2010 will be an interesting year. If VC investments go back up to $25bn to $30bn per year, then the diet didn’t stick and we are back to an overfunded industry that will produce subpar returns on average. If, on the other hand, the new normal is $15bn to $20bn per year, then the
diet worked and we’ve scaled back the business to healthy levels.
This comment relates to his earlier post about the “Venture Capital Math Problem“, where he explains about the problem that – too much money will make the whole VC industry to under perform.
I think this is similar problem than it is with food. In some western countries there is too much food and problems that are associated with that, like obesity. Yet in many parts of the world, people are starving. So if some markets in the world have too much money in VC, it does not mean there is too much money overall, it’s just wrongly distributed. I do understand that, there are also problems with having too much money per sector, so that nobody is getting good results, but that too is wrong distribution. Early VC money should always be going towards new innovation and not to be “me too in the popular segment” – there are plenty of problems in the world for entrepreneurs to solve & VC’s to be successful.
If we think that “Four Years After Founding, Kiva Hits $100 Million In Microloans“, I feel that it’s a strong indication that entrepreneurship in all shape and sizes can be instrumental on reshaping our world for the better.

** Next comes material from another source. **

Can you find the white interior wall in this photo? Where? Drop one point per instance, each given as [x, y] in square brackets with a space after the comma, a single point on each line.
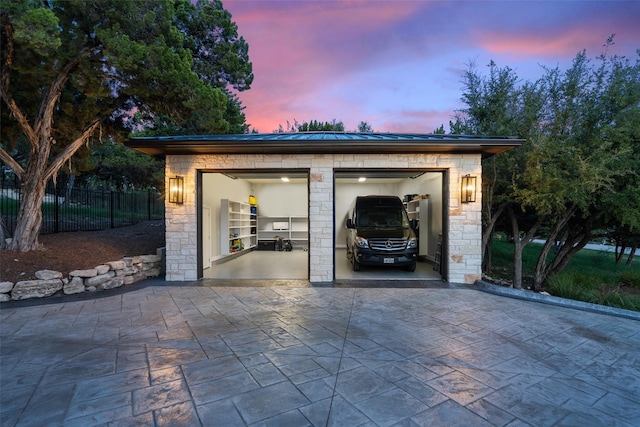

There is a big gap between what Kiva.org is doing and with these problems of having too much money in venture capital in some regions. For us this shows that there needs to be much better distribution, more transparency and more activity in this segment overall – and this is exactly where we are focusing our efforts.
Here’s my dialog with Fred, on the “Venture Capital Math problem” 8 months ago:
Me: I think this just shows that money does not solve problems. The problem here is not too much money, but how it’s now distributed. VC industry is starting to look like the newspaper industry – better to wake up, the blogs are coming… Fred: What are the blogs of the VC business?Things like Y Combinator are great but they are feeding us even more opportunities so I see them as additive, Although I also see blogs as additive for the newspaper business if they’d just see themselves as curators and aggregators instead of content creators Me: I guess the closest thing to “blogs of VC industry” today are angel investors. But that’s for today. Also Y-combinator and the likes are great too and could be considered as “blogs of VC industry”. However their “next step” need to change away from just VC’s. The fundamental change will become, when there are “platforms” for anyone to start a “blog for VC industry” and that’s what we are doing in www.growvc.com. Overall, we feel that in long term the money will be spread to more potential start-ups and more of them will not go via IPO but just buy back of shares, mergers etc. with lower ROI. But that’s OK if the time for ROI is shorter and cost of management is lower. So – be more direct, spread wider, lower the management cost, speed up the ROI cycle and you can accept lower ROI. If you think about the structure of today, from where the VC money really comes from, you start to see the “big picture”. – basically it means that individuals like you and me pay for pensions funds etc. and these funds then invest to VC funds. VC’s then make investment decisions and “manage” the investments, all the way to take it public (hopefully). Basically just to sell it back to us… When more people will start to understand this cycle because of more info and transparency online (if they are interested), people will not accept this structure. Because in the long run what matter is, if the companies in question sell what matters. And that is not a question of size. Fred: Got it I hope this works It would scale much better
Related to this topic, below is a very interesting speech given by Fred Wilson at talks@google. You need to spare an hour to look the whole video, but I feel it’s well worth it. Just have some popcorn & coke and relax.
What makes it interesting to me, is that those industries that are going to be disrupted by internet in the future, currently have same issues what Venture Capital does, yet for some reason those would not apply to VC industry.